Como boa parte da carga dos veículos é perecível, muitos alimentos já são considerados impróprios para o consumo. Antes de ser anunciado o acordo com os grevistas, a orientação era, inclusive, não fazer novas colheitas.

- Já estamos dizendo aos produtores que não façam a colheita dos vegetais. Toda a cadeia produtiva de alimentos está sendo impactada - chegou a afirmar Scarpinelli.

A Acegri também havia pedido a intervenção do governo do estado para resolver o problema de abastecimento da Ceasa. Devido ao bloqueio de caminhoneiros em outras rodovias que chegam ao Rio, há donos de boxes na central de abastecimento que não recebem produtos desde sábado.

Enquanto isso, na Dutra, comerciantes resolveram vender seus produtos na estrada para evitar que estragassem. -Olha o morango fresquinho! Uva baratinha, vai, madame? - gritavam para os motoristas, transformando a Dutra numa feira livre.

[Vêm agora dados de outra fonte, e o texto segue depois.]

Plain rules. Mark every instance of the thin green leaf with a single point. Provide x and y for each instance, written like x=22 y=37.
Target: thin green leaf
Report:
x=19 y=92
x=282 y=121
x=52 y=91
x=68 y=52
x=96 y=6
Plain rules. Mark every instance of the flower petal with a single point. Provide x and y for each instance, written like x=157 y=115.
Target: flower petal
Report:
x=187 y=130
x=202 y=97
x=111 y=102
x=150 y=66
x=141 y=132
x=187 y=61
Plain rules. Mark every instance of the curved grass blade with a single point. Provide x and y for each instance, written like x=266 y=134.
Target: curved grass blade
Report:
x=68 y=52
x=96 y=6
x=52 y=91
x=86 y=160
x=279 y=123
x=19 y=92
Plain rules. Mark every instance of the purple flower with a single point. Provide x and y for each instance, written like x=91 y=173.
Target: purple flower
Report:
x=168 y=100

Muitos motoristas encostaram nos caminhões para aproveitar as pechinchas. Três caixas de morango eram vendidas a R$ 10, enquanto a mesma quantidade sairia por R$ 24 nos mercados. Dentro de seu caminhão, Reinaldo dos Reis Elias escolhia as frutas menos danificadas diante dos clientes:

- Tenho 3.600 caixas de morango que estavam apodrecendo. Não pode, não é? O jeito é botar à venda.

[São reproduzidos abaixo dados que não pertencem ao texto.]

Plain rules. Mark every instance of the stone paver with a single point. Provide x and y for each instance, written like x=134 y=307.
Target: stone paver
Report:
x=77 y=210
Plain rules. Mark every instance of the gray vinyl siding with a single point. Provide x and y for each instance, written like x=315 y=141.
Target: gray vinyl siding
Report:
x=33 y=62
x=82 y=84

Outro caminhão, com duas mil caixas de uvas vindas de Santa Catarina, vendia 4,8 quilos da fruta por R$ 10.

DOENTES SEM ATENDIMENTO

Enquanto sobravam alimentos na Dutra, alunos das escolas públicas de Volta Redonda sentiam falta da merenda. Isso porque os caminhões que abastecem as escolas estavam presos também. Segundo o prefeito Antônio Francisco Neto (PMDB), a dificuldade foi causada porque a maioria dos fornecedores é de São Paulo.

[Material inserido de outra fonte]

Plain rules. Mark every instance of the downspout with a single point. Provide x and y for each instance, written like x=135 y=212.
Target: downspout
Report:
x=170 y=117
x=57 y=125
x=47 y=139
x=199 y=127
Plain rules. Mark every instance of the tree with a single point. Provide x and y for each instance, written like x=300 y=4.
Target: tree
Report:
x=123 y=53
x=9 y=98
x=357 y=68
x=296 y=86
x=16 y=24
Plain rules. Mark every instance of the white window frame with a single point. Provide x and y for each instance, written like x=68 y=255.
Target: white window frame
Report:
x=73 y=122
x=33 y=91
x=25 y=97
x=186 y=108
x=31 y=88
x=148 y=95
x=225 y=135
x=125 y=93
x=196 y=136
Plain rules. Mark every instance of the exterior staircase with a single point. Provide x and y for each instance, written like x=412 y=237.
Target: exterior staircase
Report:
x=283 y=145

- As crianças fazem todas as refeições nas escolas. Em algumas, já está faltando merenda e, nas demais, os estoques estão no fim. Mesmo com o fim da paralisação teremos problemas, porque os alimentos perecíveis não serão aproveitados - disse Neto.

O comércio da cidade também sentiu o desabastecimento. Nos mercados, ontem já se notava aumento de preços.

Os transtornos causados pelo bloqueio foram além dos engarrafamentos e do desabastecimento de alimentos. Dezenas de moradores de Itatiaia, incluindo os distritos de Penedo e de Visconde de Mauá, ficaram impedidos de fazer tratamentos médicos agendados em Volta Redonda ou no Rio. Apenas ontem, mais de 50 moradores que fazem hemodiálise em Volta Redonda e tratamento contra o câncer no Rio não puderam sair da cidade.